La digitalización es como todas las cosas si se utiliza bien es una herramienta muy potente que puede ayudar a que la toma de decisiones sea más rápidas y eficaces. Sin embargo, si la digitalización lo que fomenta es que el usuario tenga que dedicar más tiempo a revisar datos, mapas, sensores y demás sistemas, obligará a dedicar un tiempo que en muchos casos es escaso y en vez de facilitar la vida la complicará y entonces lo veremos más como algo que entorpece más que nos ayuda.
La digitalización bien usada nos va a permitir la toma de decisiones sea mucho más sencilla y eficaces. Por ejemplo un gestor de CCRR, se enfrenta a la necesidad de gestionar una determinada dotación de agua que tiene que repartir entre sus usuarios, tendrá que tomar decisiones de como hace ese reparto, para ello tiene hoy en día herramientas que pueden ayudarle a decir cuánta agua necesita un cultivo, además puede controlar las dosis de agua que se están aplicando en cada momento evaluando quien está consumiendo más agua de la necesaria y tiene sensores en campo que pueden apoyar los sistemas automáticos de riego para ajustar las dosis y los tiempos de riego a cada circunstancia de necesidades del cultivo, climáticas y tipo de suelo en cada parcela e incluso entre zonas de la misma parcela.
Toda esta información debe incorporase de una forma sencilla para ser visualizada e integrada en sistemas de apoyo a la decisión que le van a ayudar a tomar la decisión de que cantidad de agua puede reducirse en cada explotación, en cada cultivo y en cada una de las condiciones de los sistemas.
¿El riego por goteo se está imponiendo al resto de sistemas de riego en la región o quedan aún muchas hectáreas con otros sistemas de riego?
Si, sin duda es el sistema que permite reducir al máximo las perdidas por baja eficiencia de los sistemas de riego, ya que podemos alcanzar eficiencias de más de un 90% cuando en otros sistemas la eficiencia es menor, es decir, estamos aportando el agua que necesita el sistema en cada momento, además los sistemas de goteo permiten llevar el agua a donde está la raíz del cultivo con lo que el aprovechamiento del agua es mucho menor. En el caso de los riegos por goteo enterrados aun la eficiencia es mucho mayor ya que reducimos la perdida de agua que se produce por la evaporación, sin embargo, estos sistemas obligan a una serie de aspectos tecnológicos en las instalaciones y de manejo que han impedido que se extiendan más.
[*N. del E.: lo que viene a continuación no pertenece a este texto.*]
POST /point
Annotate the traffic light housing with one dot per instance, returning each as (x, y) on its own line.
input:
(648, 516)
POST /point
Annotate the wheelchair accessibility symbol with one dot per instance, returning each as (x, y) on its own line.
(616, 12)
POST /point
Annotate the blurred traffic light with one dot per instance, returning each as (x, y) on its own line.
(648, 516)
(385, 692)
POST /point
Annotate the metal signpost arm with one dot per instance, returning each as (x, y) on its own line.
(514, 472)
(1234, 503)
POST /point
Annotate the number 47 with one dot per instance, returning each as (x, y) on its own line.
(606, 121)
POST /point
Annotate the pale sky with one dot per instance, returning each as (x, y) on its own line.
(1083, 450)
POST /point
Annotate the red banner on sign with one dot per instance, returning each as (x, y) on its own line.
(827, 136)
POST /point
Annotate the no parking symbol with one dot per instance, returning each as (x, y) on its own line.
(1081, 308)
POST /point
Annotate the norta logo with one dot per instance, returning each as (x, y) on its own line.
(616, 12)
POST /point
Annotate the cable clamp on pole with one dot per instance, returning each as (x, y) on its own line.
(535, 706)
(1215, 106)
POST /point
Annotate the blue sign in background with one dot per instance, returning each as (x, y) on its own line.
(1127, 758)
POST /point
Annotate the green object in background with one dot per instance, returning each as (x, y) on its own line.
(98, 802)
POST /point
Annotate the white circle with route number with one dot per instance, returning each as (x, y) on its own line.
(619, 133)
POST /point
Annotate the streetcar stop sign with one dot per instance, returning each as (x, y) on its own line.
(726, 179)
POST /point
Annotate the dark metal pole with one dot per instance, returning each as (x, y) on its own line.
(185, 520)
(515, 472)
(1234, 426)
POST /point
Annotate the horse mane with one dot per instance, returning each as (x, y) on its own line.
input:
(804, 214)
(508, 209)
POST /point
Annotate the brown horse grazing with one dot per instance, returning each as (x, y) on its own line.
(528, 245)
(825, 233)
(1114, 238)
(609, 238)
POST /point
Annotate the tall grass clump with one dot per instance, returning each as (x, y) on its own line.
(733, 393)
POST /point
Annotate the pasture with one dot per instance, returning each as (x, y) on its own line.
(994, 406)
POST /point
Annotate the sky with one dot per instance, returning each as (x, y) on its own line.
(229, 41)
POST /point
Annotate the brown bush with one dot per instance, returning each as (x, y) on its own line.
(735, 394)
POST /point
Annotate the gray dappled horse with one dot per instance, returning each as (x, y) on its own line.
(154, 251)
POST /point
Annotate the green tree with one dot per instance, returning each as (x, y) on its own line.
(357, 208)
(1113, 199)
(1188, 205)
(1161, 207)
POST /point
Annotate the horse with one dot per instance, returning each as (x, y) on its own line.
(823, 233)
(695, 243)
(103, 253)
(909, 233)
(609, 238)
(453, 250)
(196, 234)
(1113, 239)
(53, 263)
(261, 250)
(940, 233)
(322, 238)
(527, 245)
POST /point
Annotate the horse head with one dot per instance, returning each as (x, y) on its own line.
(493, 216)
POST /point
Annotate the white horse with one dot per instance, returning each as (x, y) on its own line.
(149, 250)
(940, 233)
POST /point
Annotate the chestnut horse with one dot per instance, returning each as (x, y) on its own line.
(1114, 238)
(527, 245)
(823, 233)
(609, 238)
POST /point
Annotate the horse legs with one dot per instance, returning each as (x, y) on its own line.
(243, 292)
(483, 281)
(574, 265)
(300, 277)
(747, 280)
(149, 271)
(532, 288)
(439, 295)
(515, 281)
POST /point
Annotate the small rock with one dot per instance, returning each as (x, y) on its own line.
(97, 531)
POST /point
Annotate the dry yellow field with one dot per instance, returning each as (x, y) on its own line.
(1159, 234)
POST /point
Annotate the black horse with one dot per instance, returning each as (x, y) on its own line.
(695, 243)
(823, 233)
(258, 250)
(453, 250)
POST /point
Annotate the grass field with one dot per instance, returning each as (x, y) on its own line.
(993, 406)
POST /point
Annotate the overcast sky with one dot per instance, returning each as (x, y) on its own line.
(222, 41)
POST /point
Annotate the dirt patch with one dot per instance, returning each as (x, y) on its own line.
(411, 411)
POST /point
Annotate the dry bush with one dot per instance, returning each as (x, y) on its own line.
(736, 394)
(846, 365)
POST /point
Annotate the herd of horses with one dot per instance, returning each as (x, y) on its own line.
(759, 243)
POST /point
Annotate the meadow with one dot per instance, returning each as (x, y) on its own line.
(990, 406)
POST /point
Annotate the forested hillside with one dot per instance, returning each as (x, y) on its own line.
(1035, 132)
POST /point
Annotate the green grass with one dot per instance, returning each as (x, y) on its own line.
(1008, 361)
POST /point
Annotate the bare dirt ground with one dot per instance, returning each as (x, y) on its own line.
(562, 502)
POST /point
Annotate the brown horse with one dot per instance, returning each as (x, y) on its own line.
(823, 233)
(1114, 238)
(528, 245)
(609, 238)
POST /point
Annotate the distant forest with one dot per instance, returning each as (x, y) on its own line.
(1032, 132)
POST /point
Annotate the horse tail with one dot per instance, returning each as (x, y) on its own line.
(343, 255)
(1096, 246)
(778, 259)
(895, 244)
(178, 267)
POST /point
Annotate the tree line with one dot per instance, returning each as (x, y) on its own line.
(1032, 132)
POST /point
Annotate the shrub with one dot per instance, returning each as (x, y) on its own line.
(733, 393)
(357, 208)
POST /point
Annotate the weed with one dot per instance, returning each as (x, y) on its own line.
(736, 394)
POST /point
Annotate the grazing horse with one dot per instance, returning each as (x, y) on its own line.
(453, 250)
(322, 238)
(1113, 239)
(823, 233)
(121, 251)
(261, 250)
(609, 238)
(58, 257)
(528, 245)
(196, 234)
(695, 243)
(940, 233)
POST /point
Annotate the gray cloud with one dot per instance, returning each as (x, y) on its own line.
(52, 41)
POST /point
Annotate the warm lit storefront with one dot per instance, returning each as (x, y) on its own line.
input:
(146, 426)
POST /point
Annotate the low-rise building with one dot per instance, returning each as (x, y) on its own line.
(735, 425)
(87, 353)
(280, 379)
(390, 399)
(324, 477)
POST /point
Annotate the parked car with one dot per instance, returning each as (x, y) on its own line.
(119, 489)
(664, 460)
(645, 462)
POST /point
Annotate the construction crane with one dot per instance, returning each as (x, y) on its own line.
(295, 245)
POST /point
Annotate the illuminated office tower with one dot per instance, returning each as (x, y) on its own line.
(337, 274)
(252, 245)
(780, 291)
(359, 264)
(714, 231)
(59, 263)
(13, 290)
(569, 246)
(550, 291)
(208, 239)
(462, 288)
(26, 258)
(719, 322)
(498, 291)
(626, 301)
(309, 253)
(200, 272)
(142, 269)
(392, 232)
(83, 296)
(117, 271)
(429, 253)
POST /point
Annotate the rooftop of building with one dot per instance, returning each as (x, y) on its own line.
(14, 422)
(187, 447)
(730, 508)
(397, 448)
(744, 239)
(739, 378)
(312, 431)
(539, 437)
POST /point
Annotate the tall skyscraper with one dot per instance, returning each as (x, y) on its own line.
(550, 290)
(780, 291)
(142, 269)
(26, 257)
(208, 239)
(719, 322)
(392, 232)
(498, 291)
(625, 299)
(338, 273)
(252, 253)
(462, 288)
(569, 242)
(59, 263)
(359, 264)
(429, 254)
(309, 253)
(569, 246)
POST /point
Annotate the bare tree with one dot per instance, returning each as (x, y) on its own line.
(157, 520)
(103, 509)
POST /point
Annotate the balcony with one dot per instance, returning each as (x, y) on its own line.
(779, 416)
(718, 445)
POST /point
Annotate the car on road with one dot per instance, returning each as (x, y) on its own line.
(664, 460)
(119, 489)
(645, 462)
A nivel de Extremadura debemos estar por encima del 80% de sistemas de riego por goteo, muy superiores a otras comunidades autónomas, pero esto también depende de los cultivos que se rieguen en otras comunidades donde cultivos anuales en muchos casos aun se riegan con sistemas de aspersión o por surcos.
¿Cuándo de instala un sistema de riego en una explotación agrario se corre a veces el riego de abusar de dicho regadío, incluso si la planta o el árbol no lo necesita?
Por regla general en España somos mucho del “mejor que sobre a que falte” pero hay que tener en cuenta que en la agricultura de regadío esto no es tan beneficioso, en primer lugar no solo por que necesitamos ser lo más eficiente posible ya que el recurso de agua es limitado y cada vez vamos a tener más problemas de abastecimiento debido al cambio climático, que provocará diferencias en la distribución de las lluvias y al aumentar la temperatura tendremos más evaporación y mayores necesidades de los cultivos.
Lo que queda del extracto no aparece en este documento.